Ils ne fournissent aucun classement (score) des résultats de la recherche, ce qui les rend inefficaces quand des centaines de documents correspondants sont trouvés.
Ils ont tendance à être lents, car les index sont peu supportés, donc ils doivent traiter tous les documents à chaque recherche.
L'indexage pour la recherche plein texte permet au document d'être prétraité et qu'un index de ce prétraitement soit sauvegardé pour une recherche ultérieure plus rapide. Le prétraitement inclut :
Analyse des documents en jetons. Il est utile d'identifier les différentes classes de jetons, c'est-à-dire nombres, mots, mots complexes, adresses email, pour qu'ils puissent être traités différemment. En principe, les classes de jetons dépendent de l'application, mais, dans la plupart des cas, utiliser un ensemble prédéfini de classes est adéquat. PostgreSQL utilise un analyseur pour réaliser cette étape. Un analyseur standard est fourni, mais des analyseurs personnalisés peuvent être écrits pour des besoins spécifiques.
Conversion des jetons en lexèmes.
Un lexème est une chaîne, identique à un jeton, mais elle a été
normalisée pour que différentes formes du même mot
soient découvertes. Par exemple, la normalisation inclut pratiquement toujours
le remplacement des majuscules par des minuscules, ainsi que la suppression
des suffixes (comme s
ou es
en anglais).
Ceci permet aux recherches de trouver les variantes du même mot, sans avoir
besoin de saisir toutes les variantes possibles. De plus, cette étape
élimine typiquement les termes courants, qui sont
des mots si courants qu'il est inutile de les rechercher. Donc, les
jetons sont des fragments bruts du document alors que les lexèmes sont des
mots supposés utiles pour l'indexage et la recherche.
PostgreSQL utilise des
dictionnaires pour réaliser cette étape.
Différents dictionnaires standards sont fournis et des dictionnaires
personnalisés peuvent être créés pour des besoins spécifiques.
Stockage des documents prétraités pour optimiser la recherche . Chaque document peut être représenté comme un tableau trié de lexèmes normalisés. Avec ces lexèmes, il est souvent souhaitable de stocker des informations de position à utiliser pour obtenir un score de proximité, pour qu'un document qui contient une région plus « dense » des mots de la requête se voit affecter un score plus important qu'un document qui en a moins.
Les dictionnaires autorisent un contrôle fin de la normalisation des jetons. Avec des dictionnaires appropriés, vous pouvez :
Définir les termes courants qui ne doivent pas être indexés.
Établir une liste des synonymes pour un simple mot en utilisant Ispell.

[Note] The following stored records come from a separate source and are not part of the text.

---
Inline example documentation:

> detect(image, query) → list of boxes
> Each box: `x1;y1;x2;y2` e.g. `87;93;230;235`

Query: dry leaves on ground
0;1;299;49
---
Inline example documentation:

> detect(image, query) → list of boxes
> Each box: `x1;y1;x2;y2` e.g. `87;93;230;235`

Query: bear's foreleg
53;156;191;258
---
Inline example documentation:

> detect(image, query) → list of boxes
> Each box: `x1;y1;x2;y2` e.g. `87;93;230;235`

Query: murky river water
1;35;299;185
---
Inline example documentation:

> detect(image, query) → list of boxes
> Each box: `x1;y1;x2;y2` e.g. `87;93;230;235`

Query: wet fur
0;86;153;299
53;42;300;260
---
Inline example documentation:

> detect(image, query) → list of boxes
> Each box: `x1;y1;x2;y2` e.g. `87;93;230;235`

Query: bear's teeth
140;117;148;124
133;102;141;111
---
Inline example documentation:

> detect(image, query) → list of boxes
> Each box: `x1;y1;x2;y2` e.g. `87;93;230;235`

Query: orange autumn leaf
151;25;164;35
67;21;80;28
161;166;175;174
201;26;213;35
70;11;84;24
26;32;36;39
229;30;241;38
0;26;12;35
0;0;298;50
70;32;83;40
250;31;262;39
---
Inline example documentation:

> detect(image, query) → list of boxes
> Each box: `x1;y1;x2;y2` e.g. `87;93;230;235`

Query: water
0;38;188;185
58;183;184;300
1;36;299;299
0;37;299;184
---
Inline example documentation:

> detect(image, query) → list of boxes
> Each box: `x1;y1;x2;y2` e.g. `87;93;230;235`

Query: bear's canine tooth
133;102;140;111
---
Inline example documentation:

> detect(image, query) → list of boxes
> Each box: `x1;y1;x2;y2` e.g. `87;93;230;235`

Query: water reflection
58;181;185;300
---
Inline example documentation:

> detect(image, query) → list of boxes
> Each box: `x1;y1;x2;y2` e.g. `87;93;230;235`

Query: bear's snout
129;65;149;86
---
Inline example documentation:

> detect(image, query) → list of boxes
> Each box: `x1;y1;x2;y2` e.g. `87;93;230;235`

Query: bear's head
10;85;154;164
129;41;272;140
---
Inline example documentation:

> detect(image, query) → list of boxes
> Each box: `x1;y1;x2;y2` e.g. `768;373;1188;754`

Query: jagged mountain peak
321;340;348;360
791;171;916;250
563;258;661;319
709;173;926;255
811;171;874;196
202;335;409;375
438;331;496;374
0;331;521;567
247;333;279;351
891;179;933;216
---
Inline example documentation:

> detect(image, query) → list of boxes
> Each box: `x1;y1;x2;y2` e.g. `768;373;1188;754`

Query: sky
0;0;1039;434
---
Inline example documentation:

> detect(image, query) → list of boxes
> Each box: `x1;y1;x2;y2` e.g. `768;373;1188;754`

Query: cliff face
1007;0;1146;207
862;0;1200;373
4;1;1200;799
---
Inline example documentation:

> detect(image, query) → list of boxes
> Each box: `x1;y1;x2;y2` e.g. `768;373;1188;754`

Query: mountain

Établir une correspondance entre des phrases et un simple mot en utilisant un thésaurus.
Établir une correspondance entre différentes variations d'un mot et une forme canonique en utilisant un dictionnaire Ispell.
Établir une correspondance entre différentes variations d'un mot et une forme canonique en utilisant les règles du « stemmer » Snowball.
Un type de données tsvector
est fourni pour stocker les documents
prétraités, avec un type tsquery
pour représenter les requêtes
traitées (Section 8.11). Il existe beaucoup de
fonctions et d'opérateurs disponibles pour ces types de données
(Section 9.13), le plus important étant l'opérateur
de correspondance @@
, dont nous parlons dans la
Section 12.1.2. Les recherches plein texte peuvent
être accélérées en utilisant des index (Section 12.9).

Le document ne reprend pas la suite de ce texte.